In Florida, where abortion is banned after 15 weeks, abortion supporters want to extend it to “viability.” In Maryland, where abortion is allowed up to “viability,” abortion supporters want to amend the state’s constitution granting a right to a mother to murder her child at any time during her pregnancy.

In Missouri, where abortion is banned at all states of pregnancy, supporters of abortion are moving to add a constitutional amendment that would keep the state from “infringing” on a woman’s “right to reproductive freedom.” In Nebraska, where abortion is banned after the first 12 weeks of pregnancy, pro-death advocates are moving to allow abortion up to the moment of birth.

In Nevada, where abortion is allowed up to 24 weeks of pregnancy, abortion advocates are moving to enshrine a woman’s “right to reproductive freedom” in that state’s constitution.

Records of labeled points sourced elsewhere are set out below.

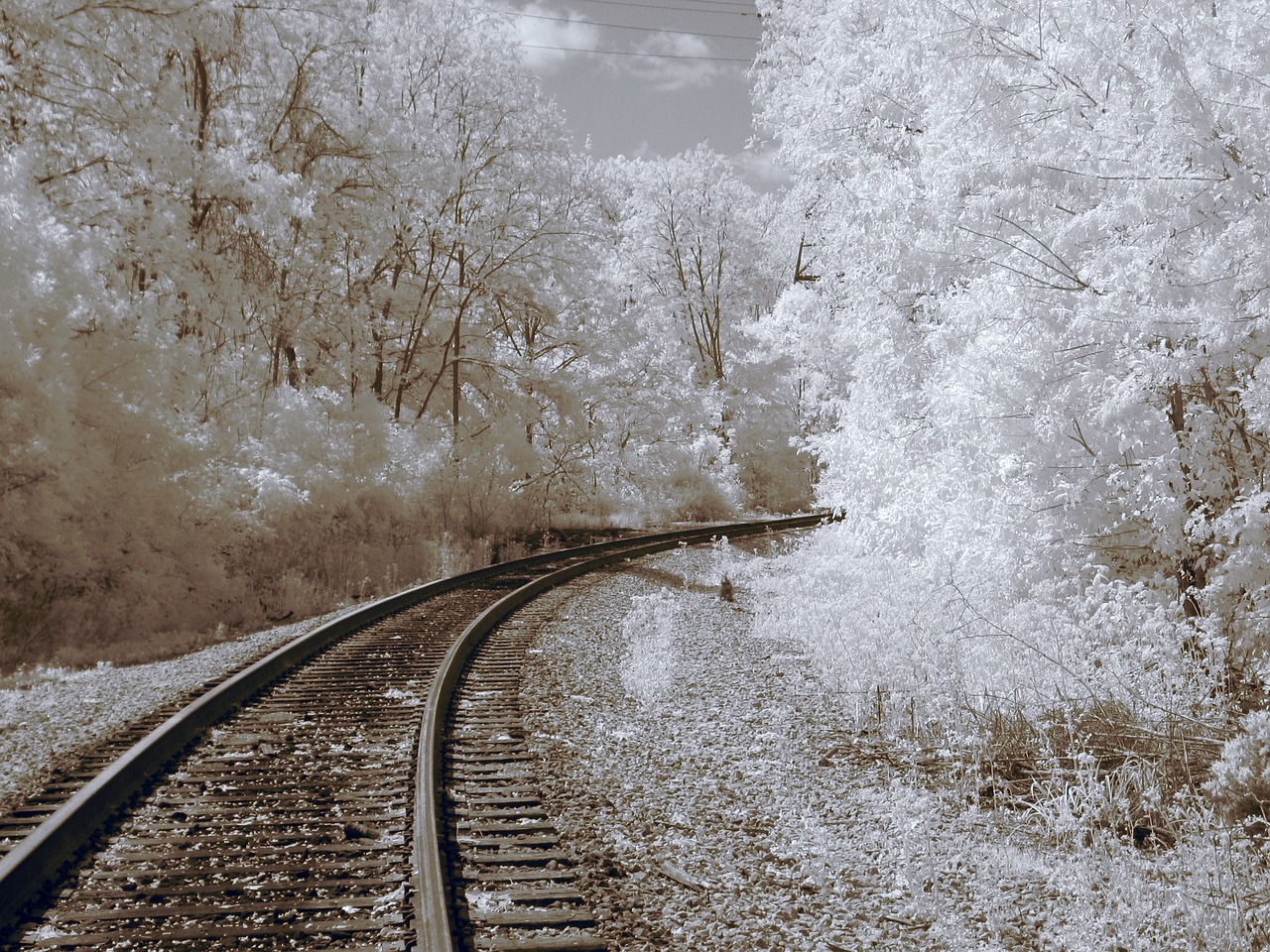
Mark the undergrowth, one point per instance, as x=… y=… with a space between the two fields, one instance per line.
x=1102 y=737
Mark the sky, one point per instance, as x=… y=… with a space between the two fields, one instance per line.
x=672 y=73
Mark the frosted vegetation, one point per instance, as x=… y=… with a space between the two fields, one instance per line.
x=1034 y=345
x=307 y=301
x=310 y=299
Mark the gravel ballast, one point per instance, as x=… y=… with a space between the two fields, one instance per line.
x=55 y=712
x=720 y=797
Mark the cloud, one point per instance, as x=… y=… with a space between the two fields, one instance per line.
x=670 y=73
x=545 y=41
x=547 y=35
x=756 y=166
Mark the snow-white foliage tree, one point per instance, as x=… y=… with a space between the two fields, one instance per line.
x=291 y=291
x=1040 y=317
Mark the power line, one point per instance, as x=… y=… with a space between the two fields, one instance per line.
x=679 y=9
x=620 y=53
x=645 y=30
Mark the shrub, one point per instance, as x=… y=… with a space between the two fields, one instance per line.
x=1239 y=784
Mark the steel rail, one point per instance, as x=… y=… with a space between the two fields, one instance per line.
x=435 y=929
x=40 y=857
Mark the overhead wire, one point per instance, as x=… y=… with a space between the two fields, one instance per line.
x=644 y=30
x=677 y=9
x=621 y=53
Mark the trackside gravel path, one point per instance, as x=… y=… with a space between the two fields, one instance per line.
x=744 y=809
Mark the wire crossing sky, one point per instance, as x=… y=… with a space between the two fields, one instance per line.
x=649 y=77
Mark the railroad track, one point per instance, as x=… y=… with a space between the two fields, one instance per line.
x=365 y=787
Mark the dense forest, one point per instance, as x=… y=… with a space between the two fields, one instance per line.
x=309 y=299
x=305 y=301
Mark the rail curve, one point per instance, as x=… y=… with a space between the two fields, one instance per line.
x=234 y=796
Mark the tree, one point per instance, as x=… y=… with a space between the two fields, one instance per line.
x=1037 y=231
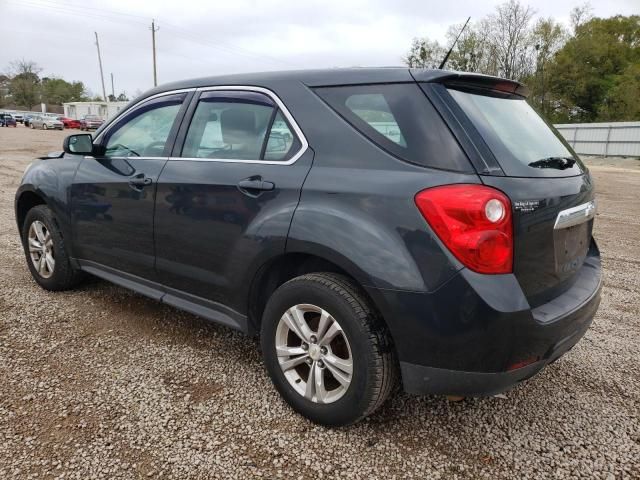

In New York, abortion supporters have already placed on the November ballot language that would bar the state from discriminating against “pregnancy, pregnancy outcomes, and reproductive health care and autonomy.”

In South Dakota, where abortion is banned at all stages of pregnancy, a movement is afoot to repeal that ban and replace it with a much broader rule allowing abortion at each stage of pregnancy. And, in Washington, where abortion is already allowed until “viability,” Democratic Governor Jay Inslee has pushed lawmakers to add a question on the November ballot regarding changing the state’s constitution to “protect” access to abortion.

Speakers at the March for Life include those who recognize that the issue isn’t so much political as it is cultural, that politics is “downstream” from the culture and that that is where the real battle needs to be fought. They include Speaker of the House Mike Johnson (R-La.), Jim Daly (president and CEO of Focus on the Family), and Greg Laurie, pastor of Harvest Christian Fellowship.

Following the March for Life, Christian ministry Faith & Liberty will host “Prayers & Remembrance: Victims of Roe” on the west side of the Supreme Court building. It will take place on Monday, January 22, National Sanctity of Human Life Day, to remember the holocaust that began with the Supreme Court’s faulty ruling in Roe v. Wade that was announced 51 years ago, on January 22, 1973.